Because any pharmacist with an internet connection could log into VillageMD's cloud-based medical records — unaffected by the flooding and power outages — many could check patients' prescriptions or call VillageMD to confirm their doses from any location.
By Wednesday, three days after the rain began, VillageMD was able to re-open its call center. The five employees who could reach the center booked 280 appointments for Thursday, when most of the clinics re-opened.
The knowledge that they could be seen the next day comforted patients and prevented unnecessary ER visits, Fields says. “By Thursday," he says, “we were working at full speed, very quickly meeting people's needs."
Though staff was limited and some clinics were flooded, he says, VillageMD made sure patients got attention, sometimes through phone calls and home visits from nurse practitioners with company's Village@Home care management program.
In a crisis, says Fields, primary care physicians “must be capable of adapting to unpredictable situations."
Adaptability is the watchword for healthcare practices facing natural disasters. In Montana, where 40 of the state's 56 counties were scorched by wildfires across the summer of 2017, Blue Mountain Clinic had to anticipate patients' needs during a time of evacuations and heavy smoke.
"Ten years ago, we had another fire season like this," says Annie Hansen, executive director of the family practice. "So, we knew that patients would need more inhalers, that we would need to leave slots open in our schedule for people with sinus issues, to check on our elderly patients at home, and distribute masks to anyone needing one."
And, as at VillageMD, the Blue Mountain team focused on reassuring patients that care would be consistent and available.
"Months of no rain, constant smoke, and evacuation warnings at 1 in the morning wear you down," says Hansen. "At times like this, I coach my staff, 'Everyone is stressed, but we've got to be people's rock now. Our patients need to know that we're here for them.'"
Natural disasters, in short, call for good, old-fashioned primary care.
Indeed, Fields says delivering care in Houston during Harvey felt a lot like practicing medicine in the 1940s.
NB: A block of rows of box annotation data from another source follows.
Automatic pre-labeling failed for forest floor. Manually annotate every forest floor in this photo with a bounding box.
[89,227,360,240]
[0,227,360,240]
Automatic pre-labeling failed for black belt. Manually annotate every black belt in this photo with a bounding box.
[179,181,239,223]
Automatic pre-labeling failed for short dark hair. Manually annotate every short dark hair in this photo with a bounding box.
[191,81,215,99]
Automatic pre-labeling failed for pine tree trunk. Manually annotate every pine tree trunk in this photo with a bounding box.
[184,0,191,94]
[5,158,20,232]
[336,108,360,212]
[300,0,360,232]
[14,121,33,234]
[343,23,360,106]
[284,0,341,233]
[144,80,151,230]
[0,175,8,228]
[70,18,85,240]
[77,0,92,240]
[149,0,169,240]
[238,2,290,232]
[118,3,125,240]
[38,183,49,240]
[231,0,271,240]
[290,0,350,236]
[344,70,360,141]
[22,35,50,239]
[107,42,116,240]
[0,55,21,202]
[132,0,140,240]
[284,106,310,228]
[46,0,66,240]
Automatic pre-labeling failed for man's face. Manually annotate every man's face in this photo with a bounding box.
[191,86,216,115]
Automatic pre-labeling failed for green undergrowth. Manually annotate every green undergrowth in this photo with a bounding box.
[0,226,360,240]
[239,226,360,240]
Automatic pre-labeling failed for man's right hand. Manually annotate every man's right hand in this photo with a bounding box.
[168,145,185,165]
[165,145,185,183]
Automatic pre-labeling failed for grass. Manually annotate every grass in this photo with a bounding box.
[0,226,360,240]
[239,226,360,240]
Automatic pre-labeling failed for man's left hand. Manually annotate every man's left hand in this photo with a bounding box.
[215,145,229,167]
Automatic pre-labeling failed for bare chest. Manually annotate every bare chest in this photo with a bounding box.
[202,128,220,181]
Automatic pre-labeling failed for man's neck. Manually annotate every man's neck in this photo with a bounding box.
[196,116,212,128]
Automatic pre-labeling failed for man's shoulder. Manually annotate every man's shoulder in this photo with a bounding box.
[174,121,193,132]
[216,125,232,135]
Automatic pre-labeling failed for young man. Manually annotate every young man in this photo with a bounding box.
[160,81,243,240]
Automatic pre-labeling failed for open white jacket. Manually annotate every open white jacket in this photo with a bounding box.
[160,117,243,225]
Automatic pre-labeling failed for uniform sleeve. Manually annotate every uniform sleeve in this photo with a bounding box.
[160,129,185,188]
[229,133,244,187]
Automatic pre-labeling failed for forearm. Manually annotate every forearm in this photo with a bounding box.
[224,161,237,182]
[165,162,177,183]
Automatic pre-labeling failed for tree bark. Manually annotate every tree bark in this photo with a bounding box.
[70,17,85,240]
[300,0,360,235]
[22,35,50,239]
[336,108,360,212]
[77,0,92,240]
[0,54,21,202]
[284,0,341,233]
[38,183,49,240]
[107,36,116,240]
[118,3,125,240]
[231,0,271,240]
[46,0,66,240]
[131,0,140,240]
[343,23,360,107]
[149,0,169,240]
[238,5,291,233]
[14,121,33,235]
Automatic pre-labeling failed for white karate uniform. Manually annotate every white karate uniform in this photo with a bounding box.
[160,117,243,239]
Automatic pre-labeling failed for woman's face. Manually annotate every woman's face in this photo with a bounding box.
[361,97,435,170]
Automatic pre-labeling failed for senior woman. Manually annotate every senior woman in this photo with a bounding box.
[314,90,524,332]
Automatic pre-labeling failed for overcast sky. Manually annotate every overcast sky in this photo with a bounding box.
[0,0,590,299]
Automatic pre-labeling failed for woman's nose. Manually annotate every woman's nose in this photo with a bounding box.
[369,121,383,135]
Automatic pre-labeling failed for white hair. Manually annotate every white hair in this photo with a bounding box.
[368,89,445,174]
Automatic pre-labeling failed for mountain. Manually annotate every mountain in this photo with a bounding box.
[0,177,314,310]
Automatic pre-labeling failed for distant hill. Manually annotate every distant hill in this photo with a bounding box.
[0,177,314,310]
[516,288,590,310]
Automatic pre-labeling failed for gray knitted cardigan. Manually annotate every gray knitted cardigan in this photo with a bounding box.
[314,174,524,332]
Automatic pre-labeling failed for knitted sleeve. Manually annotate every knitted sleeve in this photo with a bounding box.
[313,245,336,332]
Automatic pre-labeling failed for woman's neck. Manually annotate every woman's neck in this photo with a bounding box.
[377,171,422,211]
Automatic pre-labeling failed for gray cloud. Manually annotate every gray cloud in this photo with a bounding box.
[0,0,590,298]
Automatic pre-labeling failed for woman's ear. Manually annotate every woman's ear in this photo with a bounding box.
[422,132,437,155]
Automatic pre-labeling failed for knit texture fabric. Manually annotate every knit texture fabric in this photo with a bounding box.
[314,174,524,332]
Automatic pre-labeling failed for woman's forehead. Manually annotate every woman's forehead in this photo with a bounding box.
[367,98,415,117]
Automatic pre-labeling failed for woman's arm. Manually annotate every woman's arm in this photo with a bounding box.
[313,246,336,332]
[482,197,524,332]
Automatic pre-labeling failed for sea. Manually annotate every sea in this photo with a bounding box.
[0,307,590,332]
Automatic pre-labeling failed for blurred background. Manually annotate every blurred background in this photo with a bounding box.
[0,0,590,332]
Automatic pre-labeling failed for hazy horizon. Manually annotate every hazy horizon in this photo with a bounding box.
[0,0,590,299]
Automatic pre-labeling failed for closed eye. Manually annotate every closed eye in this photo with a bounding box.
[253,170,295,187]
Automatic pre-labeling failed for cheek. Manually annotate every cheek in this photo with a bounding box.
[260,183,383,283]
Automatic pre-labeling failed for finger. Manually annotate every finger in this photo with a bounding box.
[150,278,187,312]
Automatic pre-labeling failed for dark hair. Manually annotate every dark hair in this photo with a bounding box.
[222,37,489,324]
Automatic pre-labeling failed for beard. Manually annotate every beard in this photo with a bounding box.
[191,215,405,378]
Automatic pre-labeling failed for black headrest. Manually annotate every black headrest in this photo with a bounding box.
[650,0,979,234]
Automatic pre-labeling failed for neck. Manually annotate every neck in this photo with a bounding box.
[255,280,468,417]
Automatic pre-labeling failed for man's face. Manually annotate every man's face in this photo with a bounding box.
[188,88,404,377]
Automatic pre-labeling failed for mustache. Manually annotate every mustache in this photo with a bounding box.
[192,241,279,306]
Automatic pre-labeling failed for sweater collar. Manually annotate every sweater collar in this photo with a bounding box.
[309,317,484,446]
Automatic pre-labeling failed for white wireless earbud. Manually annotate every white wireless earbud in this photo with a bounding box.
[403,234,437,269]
“My dad was a family physician for 50 years," says Fields. “When I tell him about how we are checking on patients at home, he says, 'Son, I always did that. House calls are what you did on the way home.' He always knew which of his patients were in the hospital, which were vulnerable at home.
"Now, with the help of data and high-tech communications, we may be getting back to primary care as it used to be, back to high-touch care. It's not about hurricanes or EHRs, after all. It's about relationships."